04: Tratamentos complementares e estilo de vida

Que suplementos ajudam na PHDA?

Diversos suplementos têm sido estudados no contexto da PHDA. A evidência científica disponível indica que apenas alguns apresentam benefícios, e apenas em situações de deficiência nutricional comprovada. Entre os suplementos mais investigados estão os ácidos gordos ómega-3, vitamina D, magnésio, zinco, vitaminas do complexo B e ferro.

Estudos preliminares também têm explorado o papel de probióticos, com ênfase na modulação da microbiota intestinal, no entanto, os resultados ainda são preliminares, não havendo, de momento, evidência suficiente para recomendar a sua suplementação.

É importante sublinhar que a suplementação deve ser sempre individualizada, integrada num padrão alimentar equilibrado e nunca utilizada como substituição da terapêutica padrão.

O Neurofeedback como tratamento para a PHDA funciona?

Apesar dos potenciais benefícios apontados em alguns estudos, atualmente, não existe evidência científica consistente que comprove a eficácia do neurofeedback como tratamento para a PHDA. As principais guidelines internacionais não o recomendam como intervenção de primeira linha.

Que alimentos deve a pessoa com PHDA comer?

Não existem alimentos específicos que funcionem melhor para todas as pessoas com PHDA; a escolha alimentar deve sempre considerar as necessidades individuais, o estado metabólico, condições fisiológicas e particularidades clínicas. De forma geral, tal como para a população em geral, pessoas com PHDA beneficiam de padrões alimentares equilibrados.

O padrão alimentar que demonstra mais benefício na PHDA privilegia alimentos não processados, incluindo proteínas, hidratos de carbono complexos, frutas, vegetais e gorduras saudáveis, ao mesmo tempo que limita alimentos ultraprocessados e açúcar.

A dieta mediterrânica mostra-se particularmente protetora, por privilegiar alimentos frescos, peixe gordo, azeite, frutos secos e hortícolas, com baixa ingestão de açúcares e produtos ultraprocessados. Esta abordagem tem sido associada a melhores perfis neurocomportamentais e metabólicos, tanto em crianças como em adultos com PHDA.

O açúcar piora os sintomas da PHDA?

Persiste a ideia de que o consumo de açúcar agrava os sintomas da PHDA, mas a
evidência científica disponível não confirma uma relação causal entre a ingestão de
açúcar e o aumento da hiperatividade ou da impulsividade.
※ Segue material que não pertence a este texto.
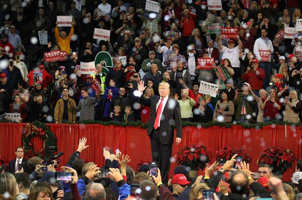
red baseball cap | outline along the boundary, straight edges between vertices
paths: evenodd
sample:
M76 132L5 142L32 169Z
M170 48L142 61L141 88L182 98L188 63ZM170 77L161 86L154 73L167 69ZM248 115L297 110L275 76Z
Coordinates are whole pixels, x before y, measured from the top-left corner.
M5 73L1 73L0 74L0 78L6 77L6 74Z
M186 176L182 174L178 174L174 175L172 178L172 184L178 183L180 185L187 185L187 184L191 183L190 182L187 180Z
M280 78L280 79L283 79L283 76L281 74L277 73L275 75L275 78Z
M258 63L258 64L259 64L259 61L258 61L258 60L257 60L257 59L253 59L253 60L252 60L252 61L251 62L251 62L256 62L256 63Z
M268 191L270 191L270 189L268 187L268 185L267 184L267 180L268 180L268 178L264 177L260 177L258 180L256 180L257 182L259 182L264 187L267 187L266 190Z
M295 55L294 54L289 54L288 55L288 56L287 56L287 59L290 59L291 58L293 58L294 57L295 57Z
M36 83L40 83L42 85L42 81L41 80L38 80L36 81Z

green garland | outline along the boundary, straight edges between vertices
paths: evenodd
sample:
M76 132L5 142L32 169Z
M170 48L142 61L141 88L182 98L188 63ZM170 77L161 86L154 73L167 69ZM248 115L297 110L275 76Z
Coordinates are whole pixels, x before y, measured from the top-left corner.
M0 122L14 122L8 120L0 120ZM114 121L94 121L92 120L82 120L80 121L76 121L76 123L69 122L70 124L100 124L104 125L105 126L110 126L113 125L114 126L119 126L122 127L126 126L133 126L138 127L140 126L141 128L147 129L148 127L149 122L147 121L146 123L144 123L140 121L128 121L127 122L116 122ZM234 126L241 126L243 128L246 129L250 129L251 128L255 128L256 129L262 129L264 126L269 126L270 125L285 125L288 126L302 126L302 122L294 123L289 121L272 121L269 122L258 122L257 123L252 124L246 124L244 122L237 123L233 124L232 123L226 123L226 122L219 122L216 121L210 121L208 123L199 123L199 122L189 122L188 121L182 121L182 126L194 126L197 128L209 128L212 126L219 126L220 127L225 127L226 128L230 128L232 125ZM175 124L174 125L175 127Z
M43 142L43 148L38 153L34 149L34 145L31 140L35 137L40 135ZM52 155L48 150L49 146L57 146L57 140L49 126L39 121L35 121L32 123L25 125L25 131L22 136L22 142L24 144L24 151L29 158L38 156L42 159L49 158Z

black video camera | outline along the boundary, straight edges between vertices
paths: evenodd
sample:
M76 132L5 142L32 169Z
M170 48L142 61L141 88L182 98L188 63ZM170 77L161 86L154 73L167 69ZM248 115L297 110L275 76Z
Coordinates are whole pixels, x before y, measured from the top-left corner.
M48 151L50 152L52 152L52 155L49 158L44 159L44 161L42 162L42 165L44 166L48 166L54 164L54 166L55 168L56 168L57 167L57 164L58 164L59 162L57 161L57 164L55 165L55 162L54 162L54 161L56 160L56 157L55 157L55 154L54 153L55 152L57 152L57 146L49 146Z

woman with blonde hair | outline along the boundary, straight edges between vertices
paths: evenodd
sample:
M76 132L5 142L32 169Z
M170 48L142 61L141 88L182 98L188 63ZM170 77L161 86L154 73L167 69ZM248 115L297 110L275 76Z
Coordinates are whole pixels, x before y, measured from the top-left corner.
M293 18L292 19L292 23L293 24L296 24L296 21L297 19L302 19L301 11L299 8L297 8L294 10L294 14L293 15Z
M30 200L54 200L49 189L42 187L34 187L27 199Z
M293 190L293 188L291 187L289 185L286 183L284 183L283 185L283 189L285 190L286 193L286 195L287 195L287 197L288 198L289 200L293 200L294 199L294 197L295 197L295 193L294 192L294 190ZM276 200L279 200L277 195L272 192L270 194L270 196L274 198Z
M259 13L259 10L258 9L258 6L257 6L257 2L255 0L252 1L251 6L249 7L249 10L248 12L248 17L250 19L254 19L254 20L257 20L257 16Z
M3 193L5 192L8 192L10 195L10 199L16 199L17 195L19 194L19 190L18 189L18 186L15 177L11 173L4 172L0 175L1 179L1 198L3 198ZM6 199L6 198L5 198ZM29 199L30 200L30 199Z
M146 92L144 94L144 97L146 99L150 98L151 95L154 95L154 90L152 87L148 87L146 89ZM149 120L149 117L150 116L150 107L145 106L141 105L141 121L143 123L146 123Z
M283 59L280 59L279 60L281 61L281 60L282 60L282 62L284 60ZM284 60L284 62L280 65L278 73L283 76L282 81L288 85L288 66L287 63L285 62L285 60Z
M285 97L285 99L281 107L282 111L285 110L283 115L283 120L292 122L300 122L299 113L301 109L302 109L302 105L301 101L298 99L297 92L295 90L291 90L289 92L289 97Z

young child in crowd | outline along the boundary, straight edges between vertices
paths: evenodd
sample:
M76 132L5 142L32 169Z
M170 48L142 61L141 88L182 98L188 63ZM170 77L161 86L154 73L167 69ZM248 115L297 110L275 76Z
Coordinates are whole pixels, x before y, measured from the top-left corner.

Ainda assim, é comum
observar, entre pais e até entre alguns profissionais de saúde, a perceção de que o
açúcar tem um efeito negativo nos sintomas da perturbação.

O que está demonstrado é que o açúcar, por si só, não é responsável pelo agravamento dos sintomas. No entanto, padrões alimentares ricos em açúcares simples tendem a estar associados a uma dieta globalmente desequilibrada e pobre em nutrientes essenciais, o que pode, indiretamente, afetar o bem-estar geral e a regulação comportamental.

Apesar da ausência de uma relação direta entre o consumo de açúcar e a PHDA, uma alimentação equilibrada e com baixo teor de açúcares adicionados é recomendada, por contribuir para a saúde global e favorecer uma melhor regulação neurocomportamental e metabólica.

O café dá sono a quem tem PHDA?

Sim, pode acontecer a algumas pessoas com PHDA. A cafeína pode ter um efeito
paradoxal: em vez de causar agitação ou insónia, o consumo de café pode induzir
sensações de calma e até favorecer o sono. Este fenómeno contrasta com o efeito
típico da cafeína na população geral, em que predominam a hiperestimulação e a
dificuldade em adormecer.

Esta resposta paradoxal está relacionada com o funcionamento neurobiológico da
PHDA. A cafeína, enquanto estimulante do sistema nervoso central, pode normalizar temporariamente a atividade cerebral. No entanto, o seu efeito é altamente individual e algumas pessoas com PHDA podem, pelo contrário, sentir-se mais ansiosas ou inquietas. É fundamental discutir o consumo de cafeína com o médico, sobretudo se estiver a tomar medicação para a PHDA.